Spectral bias arises because a vanilla MLP's neural tangent kernel has a power-law eigenvalue spectrum that decays rapidly with eigenfrequency. Said in plain language: the optimisation gradient pulls toward low-frequency directions much faster than toward high-frequency ones, so the network learns the slow modes first and the fast modes never. The Fourier embedding modifies the kernel: the cosine and sine basis functions sample a band of frequencies determined by $\sigma$ , and the kernel becomes approximately translation-invariant within that band, with a much flatter eigenvalue spectrum. The optimisation gradient now pulls roughly equally on all in-band frequencies, and high-frequency content can be learned at the same rate as low-frequency content.

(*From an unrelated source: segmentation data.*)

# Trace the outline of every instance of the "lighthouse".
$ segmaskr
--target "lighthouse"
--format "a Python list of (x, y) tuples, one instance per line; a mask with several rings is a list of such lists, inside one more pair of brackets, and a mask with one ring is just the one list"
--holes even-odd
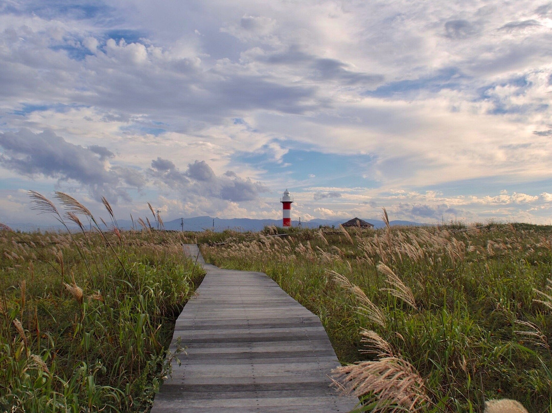
[(289, 196), (289, 191), (286, 189), (280, 199), (282, 203), (282, 226), (291, 226), (291, 203), (293, 197)]

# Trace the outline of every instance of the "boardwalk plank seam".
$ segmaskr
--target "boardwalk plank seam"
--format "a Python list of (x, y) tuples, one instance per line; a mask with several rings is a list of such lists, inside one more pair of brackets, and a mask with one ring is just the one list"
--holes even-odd
[(316, 316), (264, 274), (206, 264), (207, 274), (176, 321), (187, 354), (155, 397), (152, 413), (349, 412), (356, 398), (331, 387), (339, 365)]

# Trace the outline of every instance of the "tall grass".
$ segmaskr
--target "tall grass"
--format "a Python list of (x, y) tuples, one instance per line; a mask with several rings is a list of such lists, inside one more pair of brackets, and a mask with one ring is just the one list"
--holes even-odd
[(355, 363), (336, 379), (368, 411), (482, 411), (506, 397), (552, 411), (552, 228), (478, 226), (267, 227), (201, 250), (266, 272), (317, 314)]
[[(181, 233), (119, 229), (72, 197), (31, 192), (64, 232), (0, 227), (0, 411), (144, 411), (176, 316), (203, 272)], [(72, 226), (77, 230), (70, 231)]]

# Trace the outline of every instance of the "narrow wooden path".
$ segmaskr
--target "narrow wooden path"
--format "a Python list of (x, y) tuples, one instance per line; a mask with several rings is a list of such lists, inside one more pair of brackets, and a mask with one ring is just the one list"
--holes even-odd
[(349, 412), (328, 377), (339, 365), (319, 318), (262, 273), (205, 264), (176, 322), (187, 354), (155, 396), (152, 413)]

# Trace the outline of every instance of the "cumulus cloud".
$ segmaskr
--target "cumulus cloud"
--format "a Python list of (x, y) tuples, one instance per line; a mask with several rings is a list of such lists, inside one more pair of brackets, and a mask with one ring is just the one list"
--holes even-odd
[(315, 192), (314, 195), (315, 200), (324, 199), (328, 198), (341, 198), (341, 193), (337, 191), (328, 192)]
[(459, 210), (451, 208), (446, 204), (400, 203), (398, 205), (397, 210), (406, 216), (423, 218), (426, 220), (431, 219), (439, 220), (443, 218), (448, 219), (452, 215), (457, 215), (461, 213)]
[(169, 188), (185, 192), (182, 193), (185, 197), (213, 197), (240, 202), (256, 199), (268, 190), (263, 184), (242, 179), (231, 171), (217, 176), (205, 161), (196, 160), (181, 171), (171, 161), (157, 158), (151, 162), (150, 174)]
[(450, 39), (463, 40), (477, 35), (479, 29), (467, 20), (449, 20), (445, 23), (445, 35)]
[(123, 167), (108, 169), (103, 161), (114, 155), (98, 145), (84, 147), (67, 142), (50, 130), (35, 134), (28, 129), (0, 133), (0, 164), (22, 175), (42, 175), (87, 186), (97, 199), (109, 195), (114, 202), (128, 199), (120, 187), (144, 183), (139, 174)]

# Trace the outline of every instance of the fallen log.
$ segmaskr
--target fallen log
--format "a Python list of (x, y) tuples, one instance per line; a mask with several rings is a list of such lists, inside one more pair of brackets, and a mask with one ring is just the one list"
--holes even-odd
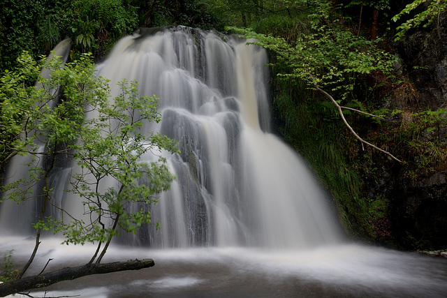
[(105, 264), (89, 264), (75, 267), (64, 267), (45, 274), (27, 276), (0, 284), (0, 297), (47, 287), (62, 281), (71, 281), (91, 274), (140, 270), (154, 266), (152, 259), (132, 260)]

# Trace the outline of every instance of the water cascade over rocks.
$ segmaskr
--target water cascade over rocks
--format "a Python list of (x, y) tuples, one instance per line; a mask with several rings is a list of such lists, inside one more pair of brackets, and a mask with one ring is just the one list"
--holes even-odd
[[(98, 66), (112, 96), (123, 78), (136, 80), (141, 95), (159, 96), (162, 120), (144, 129), (176, 140), (182, 152), (159, 153), (177, 180), (150, 207), (154, 224), (124, 236), (126, 241), (300, 248), (338, 241), (339, 228), (309, 171), (269, 132), (267, 63), (266, 52), (243, 38), (177, 27), (124, 38)], [(56, 177), (68, 177), (62, 172)], [(66, 184), (54, 179), (53, 188)], [(82, 208), (70, 203), (75, 198), (61, 196), (64, 208)], [(17, 214), (15, 208), (2, 207), (1, 217)], [(9, 230), (14, 221), (7, 221), (1, 227)]]
[[(149, 207), (151, 225), (122, 234), (105, 257), (151, 258), (156, 266), (59, 283), (34, 297), (446, 297), (444, 259), (342, 240), (309, 171), (270, 132), (266, 53), (246, 43), (184, 27), (146, 29), (122, 39), (98, 66), (114, 96), (126, 78), (159, 96), (162, 121), (144, 129), (177, 140), (182, 151), (154, 152), (177, 180)], [(26, 174), (17, 158), (8, 177)], [(79, 198), (63, 191), (75, 171), (55, 172), (52, 188), (61, 206), (82, 214)], [(14, 249), (15, 262), (28, 259), (36, 210), (1, 203), (1, 254)], [(96, 248), (60, 243), (42, 241), (30, 274), (48, 259), (48, 271), (85, 264)]]
[(152, 210), (161, 229), (131, 241), (163, 248), (336, 241), (339, 228), (309, 170), (269, 133), (265, 51), (197, 29), (148, 31), (122, 39), (99, 67), (111, 86), (136, 80), (141, 94), (159, 96), (161, 122), (145, 129), (176, 140), (182, 152), (165, 156), (177, 179)]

You can take that paragraph as cookbook fact for now; the proof is in Tancik et al 2020 §3. The practical consequence is the σ Goldilocks zone described below.

The σ Goldilocks zone

The Fourier embedding's only hyperparameter is $\sigma$ . Its effect is sharp:

σ too small: the $B$ entries are tiny, so $2\pi B \mathbf{x}$ is a small angle, and $\sin$ / $\cos$ of that small angle are essentially linear in their input. The network sees almost the raw $\mathbf{x}$ and behaves like a vanilla MLP — spectral bias survives. This is the failure mode the widget shows clearly.
σ matched (or higher): when the embedding spans the full spectral content of the target — anywhere in the matched-to-much-higher band — the MLP can compose the required Fourier coefficients. The Goldilocks upper bound is generous: in the widget, both σ = 8 and σ = 32 reach essentially perfect fits because the target's highest frequency (9 cycles) is well below σ = 32's effective bandwidth.
σ extremely large (orders of magnitude above the target frequency, e.g., σ ~ 1000 for a target with frequencies <10): in this regime, adjacent input points produce wildly different $\sin$ / $\cos$ patterns. The network sees something close to noise; the MLP cannot integrate signal from features that are uncorrelated with one another. The widget's defaults stay below this regime — Tancik et al's practical experience is that σ matched-to-2× the target frequency band is the sweet spot.

Try it

Four identical Fourier-feature MLPs train side by side, one for each σ in {0.5, 2, 8, 32}. The default target is a sum of cosines at frequencies 1, 4, 9 cycles per [-1, 1]. Press Play and watch what each panel resolves:

σ = 0.5: tracks only the slowest component (frequency 1). The middle and fast components are missing — this is the spectral-bias regime.
σ = 2: catches the medium component (frequency 4) too. The fast 9-cycle wiggle still missing.
σ = 8: matched to the highest frequency. Clean fit across the full spectrum.
σ = 32: also reaches a clean fit in this experiment, because the target frequencies fit comfortably below σ = 32's effective bandwidth. The "noisy" failure mode appears for σ orders of magnitude above the target — typically σ ≥ 1000 for a target with frequencies < 10.

How to pick σ in practice

If you know the highest spatial frequency in the target, set $\sigma$ to be of the same order. For a wavefield with maximum frequency $f_{\max}$ and domain length $L$ , set $\sigma \approx f_{\max} \cdot L$ . The window is broad — anything in 0.5× to 2× usually works. If you do not know $f_{\max}$ , scan $\sigma$ over a few orders of magnitude and pick the one with the lowest validation loss. For PINN problems where the target frequency content is implicit (e.g., a wavefield whose frequency depends on the velocity model), the multi-scale architectures of §2.5 sidestep the σ-tuning by combining several scales in one network.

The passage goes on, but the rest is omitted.